= Elgin English Crull =

Dallas city manager

Elgin English Crull (July 17, 1908-1976) was the city manager of Dallas, Texas from 1952 to 1966. Crull was deposed by Warren Commission assistant counsel Leon D. Hubert, Jr. on July 14, 1964 in Dallas.

==Early life and education==
Crull was a native of Louisville, Kentucky. He briefly attended Ohio's Western Reserve Academy and Indiana's Culver Military Academy. For higher education, Crull first matriculated at Purdue University in West Lafayette, Indiana for the 1926-27 academic year. Already before enrolling at Purdue, Crull had shown an interest in becoming a newspaper reporter and was familiar with the work that Walter Williams had done to promote journalism, including the founding of the Missouri School of Journalism. That interest prompted Crull to transfer to the University of Missouri in Columbia, Missouri in 1927 to enroll in the school that Williams had built. There he worked on the student newspaper and was an active member of Kappa Sigma fraternity.

==Career==
After the University of Missouri, Crull came to Dallas, Texas in 1931 to become a reporter for the Dallas Journal. He quickly rose to become a senior reporter and was in that capacity when the Dallas Journal merged with the Dallas Dispatch in 1938. Because he covered the city beat, Crull came to the attention of James W. Aston, Dallas's city manager at the time who hired him to become his assistant. From 1942 to 1946, Crull served as a U.S. Air Force officer with the rank of major and spent more than half of his time in the service with the management control staff of the Pentagon.

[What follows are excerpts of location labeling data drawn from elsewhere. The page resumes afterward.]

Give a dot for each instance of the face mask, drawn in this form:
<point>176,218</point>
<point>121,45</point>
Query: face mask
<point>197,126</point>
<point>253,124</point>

He returned to Dallas to assume his old job. This time serving under Roderic B. Thomas. When Charles C. Ford became the city manager in 1951, Crull became the assistant city manager and thereafter city manager when Ford resigned. In 1966, he resigned to become both a vice-president of the Howard Corporation and the Republic National Bank (First Republic Bank Corporation), retiring from both positions in late 1974. Crull died in Dallas's Parkland Hospital in 1976 after a long illness. He was survived by his wife, Katherine Virginia Galbraith.

==City manager==
Curry was an assistant city manager or city manager in Dallas for over 25 years. For fourteen years (1952–1966), Crull was Dallas' city manager, holding the position during the administration of four mayors: J.B. Adoue, Jr., R.L. Thornton, Earle Cabell, and Erik Jonsson. "This was a time when Dallas experienced its greatest growth under Crull's tight efficient government. He is credited with creating a series of capital improvement programs which resulted in extensive public works projects: The present city hall, Dallas Memorial Auditorium, Love Field Terminal and much of the city's major thoroughfares were among the projects completed while he was in office".

Jesse Curry, who became Chief of the Dallas Police Department in January 1960, was appointed to the position by Crull.

==Professional associations==
Crull was president of the Texas City Managers Association in 1957. He had been a member and past vice-president of the International City Managers Association, as well as a member of the Municipal Finance Officers Association and a Rotarian.